Comments on the post - Manage Hadoop clusters in HDInsight using Azure PowerShell

Overall, the post on managing a Hadoop cluster in HDInsight with Azure PowerShell was great. I altered the parts below for various reasons. My related posts can be found here.

 

Copying a file to/from blob store

In the post linked above you'll create a new storage container. Rather than rush ahead I wanted another way to verify from the command line that the container existed and that it could accept a file.

From the PowerShell ISE command prompt I ran the following (note that I previously ran "Set-AzureSubscription" since I have more than 1 subscription):

PS C:\WINDOWS\system32> get-azurestoragecontainer <your container name here>

 

You'll get results that look similar to the following. In this example, my container name is shown below.

Blob End Point: https:// <storage account name >.blob.core.windows.net/

Name                 PublicAccess      LastModified                                           

----                    ------------         ------------     

container1           Off                   1/11/2015 12:10:23 AM +00:00                           

 

Next, I created a local test file and copied it to my container1. You should alter the 2 params underlined below to match your local machine.

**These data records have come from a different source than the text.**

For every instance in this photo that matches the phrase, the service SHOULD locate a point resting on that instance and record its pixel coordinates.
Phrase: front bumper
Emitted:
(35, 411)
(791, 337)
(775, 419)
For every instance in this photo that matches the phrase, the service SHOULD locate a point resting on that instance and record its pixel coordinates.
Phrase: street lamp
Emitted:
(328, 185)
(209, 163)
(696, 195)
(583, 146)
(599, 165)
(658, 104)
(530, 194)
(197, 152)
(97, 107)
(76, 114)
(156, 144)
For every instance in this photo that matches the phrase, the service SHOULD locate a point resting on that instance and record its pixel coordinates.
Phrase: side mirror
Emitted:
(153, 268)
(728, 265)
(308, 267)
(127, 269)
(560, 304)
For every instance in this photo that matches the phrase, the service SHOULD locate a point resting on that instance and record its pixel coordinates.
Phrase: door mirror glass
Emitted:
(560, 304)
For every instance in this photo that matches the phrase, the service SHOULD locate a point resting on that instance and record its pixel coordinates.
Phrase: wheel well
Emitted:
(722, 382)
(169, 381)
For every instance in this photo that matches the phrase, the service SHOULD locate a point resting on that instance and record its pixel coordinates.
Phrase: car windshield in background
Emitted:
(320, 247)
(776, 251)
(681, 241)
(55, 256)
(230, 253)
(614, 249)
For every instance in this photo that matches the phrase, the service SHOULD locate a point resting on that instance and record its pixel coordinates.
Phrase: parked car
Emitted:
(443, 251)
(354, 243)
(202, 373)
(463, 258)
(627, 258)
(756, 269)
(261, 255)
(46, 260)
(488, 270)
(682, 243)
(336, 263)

  1. My test file was in this location “c:\temp\1.txt”.
  2. From the PowerShell prompt I ran the following to upload the file to blob store:

Set-AzureStorageBlobContent -Blob “TestTempFile” -Container container1 -File “c:\temp\1.txt” -Force

  1. You can use Azure Storage Explorer to see the blob named "TestTempFile" or run the following from PowerShell prompt to get that file and place it in a different location on your local machine - I used c:\hdp. Also, the -Blob param is case sensitive (must be "TestTempFile"):

Get-AzureStorageBlobContent -Blob TestTempFile -Container container1 -Destination c:\hdp -Verbose

 

Also, I ran the following cmdlet to get info about that file (blob) I just uploaded: 

Get-AzureStorageBlob -Container container1 -Blob TestTempFile -Verbose

 

I received:

Container Uri: https://< storage account name>.blob.core.windows.net/container1

Name                   BlobType   Length             ContentType           LastModified       SnapshotTime             

----                      --------      ------                -----------              ----------            -----------             

TestTempFile      BlockBlob     65                   application/octet-stream  1/11/2015 11:08:35 PM +...

 

 

How to handle the error "New-AzureHDInsightCluster : Unable to complete the cluster create operation. Operation failed with code '400'…"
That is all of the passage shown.